For many years I have mused on the phenomenon of second wind, trying to
find a physiological theory. It is evident that our organism has
stored-up reserves of energy that are ordinarily not called upon, but
that may be called upon: deeper and deeper strata of combustible or
explosible material, discontinuously arranged, but ready for use by
anyone who probes so deep, and repairing themselves by rest as well as
do the superficial strata. Most of us continue living unnecessarily
near our surface. Our energy-budget is like our nutritive budget.
Physiologists say that a man is in "nutritive equilibrium" when day
after day he neither gains nor loses weight. But the odd thing is that
this condition may obtain on astonishingly different amounts of food.
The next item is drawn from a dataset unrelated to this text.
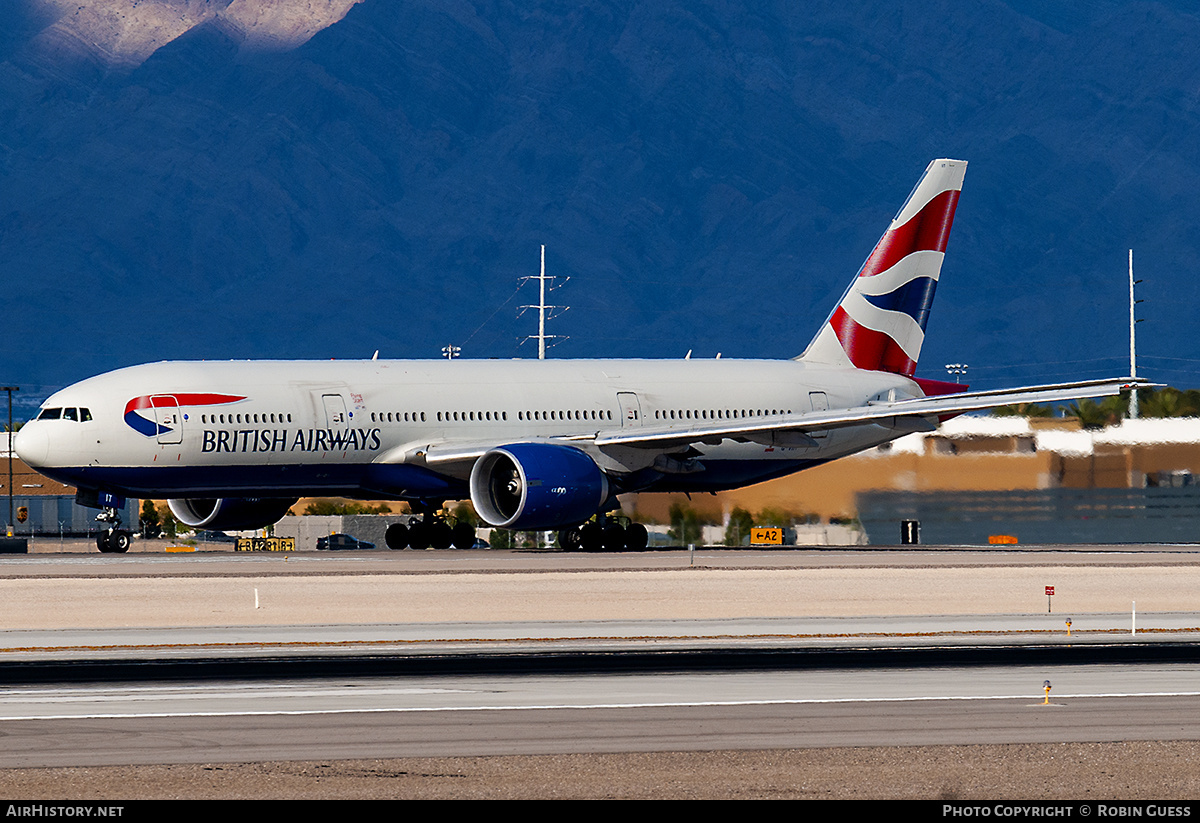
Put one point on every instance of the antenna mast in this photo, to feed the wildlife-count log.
(541, 336)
Take a man in nutritive equilibrium, and systematically increase or
lessen his rations. In the first case he will begin to gain weight, in
the second case to lose it. The change will be greatest on the first
day, less on the second, less still on the third; and so on, till he
has gained all that he will gain, or lost all that he will lose, on
that altered diet. He is now in nutritive equilibrium again, but with
a new weight; and this neither lessens nor increases because his
various combustion-processes have adjusted themselves to the changed
dietary. He gets rid, in one way or another, of just as much N, C, H,
etc., as he takes in _per diem_.
Just so one can be in what I might call "efficiency-equilibrium"
(neither gaining nor losing power when once the equilibrium is reached)
on astonishingly different quantities of work, no matter in what
direction the work may be measured. It may be physical work,
intellectual work, moral work, or spiritual work.
Of course there are limits: the trees don't grow into the sky. But the
plain fact remains that men the world over possess amounts of resource
which only very exceptional individuals push to their extremes of use.